Today was a fun day. As opposed to my usual routine of camping out in the office — meeting with clients and weeding my overgrown e-mail garden — I decided to get out and grab coffee with several former clients of mine just to catch up, see how they were doing in their new assignments, and compare notes on the current state of the market.
Along this whistlestop tour, I connected with an alumnus (and now good friend) of mine who now runs a successful management consulting company in downtown Seattle. To his credit, he’s been able to maintain a stable workforce and revenue stream, despite the economic turbulence out there, and I always enjoy hearing his thoughts on the state of the marketplace and the challenges that he has to tackle as an organizational leader.

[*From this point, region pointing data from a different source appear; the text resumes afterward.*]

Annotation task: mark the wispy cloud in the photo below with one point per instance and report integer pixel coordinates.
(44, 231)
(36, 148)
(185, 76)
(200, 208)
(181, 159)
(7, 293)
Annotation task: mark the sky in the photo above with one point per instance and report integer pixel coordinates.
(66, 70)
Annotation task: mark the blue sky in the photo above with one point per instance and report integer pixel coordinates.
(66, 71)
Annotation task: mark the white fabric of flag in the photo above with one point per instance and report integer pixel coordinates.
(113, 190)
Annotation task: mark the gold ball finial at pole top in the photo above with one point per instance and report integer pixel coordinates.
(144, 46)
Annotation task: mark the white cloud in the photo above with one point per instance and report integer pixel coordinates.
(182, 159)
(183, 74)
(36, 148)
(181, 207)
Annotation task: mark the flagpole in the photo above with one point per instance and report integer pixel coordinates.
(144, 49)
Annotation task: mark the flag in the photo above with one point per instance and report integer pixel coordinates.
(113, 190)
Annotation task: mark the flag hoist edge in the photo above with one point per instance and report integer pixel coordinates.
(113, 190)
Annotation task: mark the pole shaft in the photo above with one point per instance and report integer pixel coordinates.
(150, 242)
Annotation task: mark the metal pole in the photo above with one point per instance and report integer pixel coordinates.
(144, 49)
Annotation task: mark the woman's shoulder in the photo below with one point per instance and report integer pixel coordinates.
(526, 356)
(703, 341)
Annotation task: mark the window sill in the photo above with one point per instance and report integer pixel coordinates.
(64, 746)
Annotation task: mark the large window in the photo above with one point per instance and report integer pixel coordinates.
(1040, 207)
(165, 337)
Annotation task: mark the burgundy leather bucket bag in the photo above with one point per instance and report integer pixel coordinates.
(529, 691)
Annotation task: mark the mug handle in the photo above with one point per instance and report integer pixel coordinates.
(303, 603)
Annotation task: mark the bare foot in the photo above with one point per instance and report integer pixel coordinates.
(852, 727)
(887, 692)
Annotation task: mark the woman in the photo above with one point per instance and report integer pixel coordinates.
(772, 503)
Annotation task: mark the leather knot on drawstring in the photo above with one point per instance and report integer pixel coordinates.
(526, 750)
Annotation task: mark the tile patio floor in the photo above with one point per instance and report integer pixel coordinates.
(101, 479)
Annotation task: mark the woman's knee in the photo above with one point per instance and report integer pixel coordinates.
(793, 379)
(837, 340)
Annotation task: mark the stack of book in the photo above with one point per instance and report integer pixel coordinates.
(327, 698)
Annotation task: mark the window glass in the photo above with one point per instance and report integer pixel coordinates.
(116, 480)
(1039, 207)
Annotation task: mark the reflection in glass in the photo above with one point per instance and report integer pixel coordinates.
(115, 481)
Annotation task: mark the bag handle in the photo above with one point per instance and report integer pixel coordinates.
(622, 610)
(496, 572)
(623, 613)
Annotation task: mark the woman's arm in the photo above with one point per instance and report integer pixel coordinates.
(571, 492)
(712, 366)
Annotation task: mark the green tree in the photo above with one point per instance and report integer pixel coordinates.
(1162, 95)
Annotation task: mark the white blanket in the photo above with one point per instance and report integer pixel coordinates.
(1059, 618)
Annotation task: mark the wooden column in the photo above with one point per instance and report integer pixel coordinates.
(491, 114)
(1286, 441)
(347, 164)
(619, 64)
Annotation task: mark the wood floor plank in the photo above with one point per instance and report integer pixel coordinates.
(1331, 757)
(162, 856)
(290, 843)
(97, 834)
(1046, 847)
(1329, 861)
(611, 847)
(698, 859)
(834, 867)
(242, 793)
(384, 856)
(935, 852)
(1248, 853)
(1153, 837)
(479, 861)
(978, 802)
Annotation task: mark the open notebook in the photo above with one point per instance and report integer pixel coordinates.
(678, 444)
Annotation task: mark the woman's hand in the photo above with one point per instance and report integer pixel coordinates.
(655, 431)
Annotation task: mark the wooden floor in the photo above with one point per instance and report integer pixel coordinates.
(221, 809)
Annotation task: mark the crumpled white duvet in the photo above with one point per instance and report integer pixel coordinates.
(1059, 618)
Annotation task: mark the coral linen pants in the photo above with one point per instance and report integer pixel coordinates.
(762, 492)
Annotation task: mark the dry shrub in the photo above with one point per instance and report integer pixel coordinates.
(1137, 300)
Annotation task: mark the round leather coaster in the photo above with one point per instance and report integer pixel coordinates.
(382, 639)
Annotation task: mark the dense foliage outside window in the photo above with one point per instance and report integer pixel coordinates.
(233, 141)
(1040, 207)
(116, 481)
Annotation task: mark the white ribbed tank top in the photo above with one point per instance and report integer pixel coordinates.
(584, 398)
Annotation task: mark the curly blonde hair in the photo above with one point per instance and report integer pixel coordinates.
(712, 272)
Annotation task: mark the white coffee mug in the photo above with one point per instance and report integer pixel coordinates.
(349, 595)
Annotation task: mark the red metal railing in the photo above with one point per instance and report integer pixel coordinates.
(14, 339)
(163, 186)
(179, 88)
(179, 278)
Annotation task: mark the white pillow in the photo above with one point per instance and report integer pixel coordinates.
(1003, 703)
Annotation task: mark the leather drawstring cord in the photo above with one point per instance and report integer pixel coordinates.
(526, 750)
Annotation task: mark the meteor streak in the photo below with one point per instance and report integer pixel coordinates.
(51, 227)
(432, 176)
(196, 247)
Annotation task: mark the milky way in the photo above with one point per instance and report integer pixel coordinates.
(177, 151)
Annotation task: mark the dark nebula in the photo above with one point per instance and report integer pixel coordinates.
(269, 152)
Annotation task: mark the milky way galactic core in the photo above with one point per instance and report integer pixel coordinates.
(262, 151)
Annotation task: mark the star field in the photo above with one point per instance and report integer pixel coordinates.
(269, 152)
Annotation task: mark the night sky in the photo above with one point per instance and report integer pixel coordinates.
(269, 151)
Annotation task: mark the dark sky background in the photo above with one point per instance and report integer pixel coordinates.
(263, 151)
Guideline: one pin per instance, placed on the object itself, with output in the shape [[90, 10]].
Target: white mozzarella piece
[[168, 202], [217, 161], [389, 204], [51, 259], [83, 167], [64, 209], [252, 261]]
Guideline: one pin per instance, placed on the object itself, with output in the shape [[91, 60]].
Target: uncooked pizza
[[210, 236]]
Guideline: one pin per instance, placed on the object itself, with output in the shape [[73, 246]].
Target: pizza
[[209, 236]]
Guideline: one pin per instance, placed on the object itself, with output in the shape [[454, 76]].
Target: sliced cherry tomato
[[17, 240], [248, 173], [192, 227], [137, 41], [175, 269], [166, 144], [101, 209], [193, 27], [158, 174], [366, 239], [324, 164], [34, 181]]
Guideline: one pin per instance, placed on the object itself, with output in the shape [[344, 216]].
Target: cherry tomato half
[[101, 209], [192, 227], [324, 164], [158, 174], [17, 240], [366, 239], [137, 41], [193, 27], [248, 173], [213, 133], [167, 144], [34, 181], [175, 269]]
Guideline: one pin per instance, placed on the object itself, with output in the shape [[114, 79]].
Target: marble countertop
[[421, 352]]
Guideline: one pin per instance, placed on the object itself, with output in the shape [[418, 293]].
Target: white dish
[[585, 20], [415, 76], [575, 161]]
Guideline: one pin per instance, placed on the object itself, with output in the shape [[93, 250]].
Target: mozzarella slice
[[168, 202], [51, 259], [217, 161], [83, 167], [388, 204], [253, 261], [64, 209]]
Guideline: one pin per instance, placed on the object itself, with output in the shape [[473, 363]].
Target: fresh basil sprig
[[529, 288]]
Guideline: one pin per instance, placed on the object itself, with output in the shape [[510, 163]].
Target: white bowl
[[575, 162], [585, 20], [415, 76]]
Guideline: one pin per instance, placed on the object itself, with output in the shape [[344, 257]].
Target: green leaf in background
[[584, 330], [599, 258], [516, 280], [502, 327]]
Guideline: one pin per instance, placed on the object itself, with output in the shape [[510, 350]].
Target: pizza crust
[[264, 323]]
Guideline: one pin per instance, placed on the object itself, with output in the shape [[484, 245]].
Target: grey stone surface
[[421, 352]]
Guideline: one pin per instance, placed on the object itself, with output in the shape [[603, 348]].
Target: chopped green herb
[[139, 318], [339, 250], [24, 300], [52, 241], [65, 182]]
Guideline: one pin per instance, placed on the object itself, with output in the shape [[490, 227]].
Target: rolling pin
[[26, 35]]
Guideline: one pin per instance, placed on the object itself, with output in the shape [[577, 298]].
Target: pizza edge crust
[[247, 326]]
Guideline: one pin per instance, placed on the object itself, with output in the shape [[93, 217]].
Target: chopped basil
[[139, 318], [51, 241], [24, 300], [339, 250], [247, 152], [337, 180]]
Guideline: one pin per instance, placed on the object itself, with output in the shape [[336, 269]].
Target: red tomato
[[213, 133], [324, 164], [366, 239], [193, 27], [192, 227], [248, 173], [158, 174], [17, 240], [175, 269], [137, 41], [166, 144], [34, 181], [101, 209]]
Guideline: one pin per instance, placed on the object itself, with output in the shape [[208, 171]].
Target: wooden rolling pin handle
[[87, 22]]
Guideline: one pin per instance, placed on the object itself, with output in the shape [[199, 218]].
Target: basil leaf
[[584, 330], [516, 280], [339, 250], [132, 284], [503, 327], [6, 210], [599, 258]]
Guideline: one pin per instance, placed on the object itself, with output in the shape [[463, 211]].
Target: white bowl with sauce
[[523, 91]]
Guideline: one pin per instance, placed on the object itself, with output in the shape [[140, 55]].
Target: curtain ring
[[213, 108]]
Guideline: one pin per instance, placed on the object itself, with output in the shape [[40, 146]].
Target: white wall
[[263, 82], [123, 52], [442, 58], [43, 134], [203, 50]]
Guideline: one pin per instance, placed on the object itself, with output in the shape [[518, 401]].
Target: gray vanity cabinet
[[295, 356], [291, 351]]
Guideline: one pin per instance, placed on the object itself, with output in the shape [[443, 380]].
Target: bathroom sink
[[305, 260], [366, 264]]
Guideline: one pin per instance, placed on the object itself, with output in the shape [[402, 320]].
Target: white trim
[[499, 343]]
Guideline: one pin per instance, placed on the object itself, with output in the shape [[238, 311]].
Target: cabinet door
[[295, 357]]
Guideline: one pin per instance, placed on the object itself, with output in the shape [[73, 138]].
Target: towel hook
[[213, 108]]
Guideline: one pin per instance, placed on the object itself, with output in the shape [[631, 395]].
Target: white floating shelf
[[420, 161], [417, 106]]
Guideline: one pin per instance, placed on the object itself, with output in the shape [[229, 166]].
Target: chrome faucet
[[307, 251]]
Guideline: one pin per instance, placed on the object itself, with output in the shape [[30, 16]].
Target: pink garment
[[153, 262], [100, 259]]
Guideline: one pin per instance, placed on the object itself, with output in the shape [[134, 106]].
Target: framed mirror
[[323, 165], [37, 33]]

This morning’s rendezvous was no exception. This time around, among the many topics we discussed, he was kind enough to share some advice for me to pass along to my clients with regard to the interviewing process. Having interviewed hundreds of employment candidates over the past few years, he said that he’d developed a mental list of “red flags” that almost always tend to signal trouble in terms of a potential hire:
• Candidates who express difficulty/reluctance to travel to downtown Seattle for a potential interview, via comments such as “Shucks, I hate battling the bridge” or “I never know where to park down there.”
• Candidates who ask for special accommodations, up front, in terms of work schedule; e.g. “Would it be possible for me to only work four 10-hour days?” or “Would I be able to work from home on Tuesdays, since I have to pick up my kids at school that day?”
• Candidates who turn out to be “serial negotiators” and keep adding more and more demands, once the job offer negotiation process begins, even when the company makes the concessions requested
• Candidates who imply that working for my friend’s company and /or in a consulting role are clear second choices to some other desired goal such as working full-time for Microsoft; e.g. “I’m hoping to hear back from this other company I talked with, but would certainly consider becoming a consultant, if my other option falls through.”
You may laugh at some of these items, thinking they’re pretty obvious behaviors candidates shouldn’t display, but they happen much more often than you’d think! And to his credit, my friend doesn’t necessarily have a problem with the issues themselves that are expressed above, such as a person wanting a little scheduling flexibility, but has found that the types of people who would raise these issues up front, during the courtship phase, usually turn out to be highly needy employees — and rarely end up succeeding in the company’s fast-paced, constantly-changing environment.
On the flip side, he said that there are two ways that candidates can quickly win his heart and get a healthy dose of extra credit:
• He loves candidates who can answer the question “What is your special magic?” or “What are you extremely good at?” without missing a beat; the people who possess this level of self-awareness and have great clarity about their capabilities, he says, always stand out and make a strong positive impression; as the CEO, too, he says this information is immensely helpful in figuring out the best place to plug a person into his organization, even if it isn’t in the role the candidate is interviewing for
• He also loves candidates who make proactive statements along the lines of “I’d love working for your company because of X, Y, or Z” and then fill in these blanks with something interesting, relevant, and that shows an above-average level of preparedness on their part
Granted, these are all techniques that are mentioned in the various interviewing prep materials that Career Horizons shares with our clients, and we’ve also talked about them in prior articles of this blog, but I still thought it would be valuable to list them all in one place — and tie them to the actual day-to-day experiences and suggestions of a local hiring authority.
And one bonus tip? My contact also said that those folks who HAVE jobs should be highly aware of the intense pressure that business owners are facing to reduce overhead — and should therefore make a point to go the extra mile and continually find ways to build value with the people who employ them. As a case in point, he relayed a story of a recruiter on his team who didn’t seem to be working very hard and who justified this behavior by saying “But I don’t have all that much to do, since we don’t seem to be hiring many new people right now!”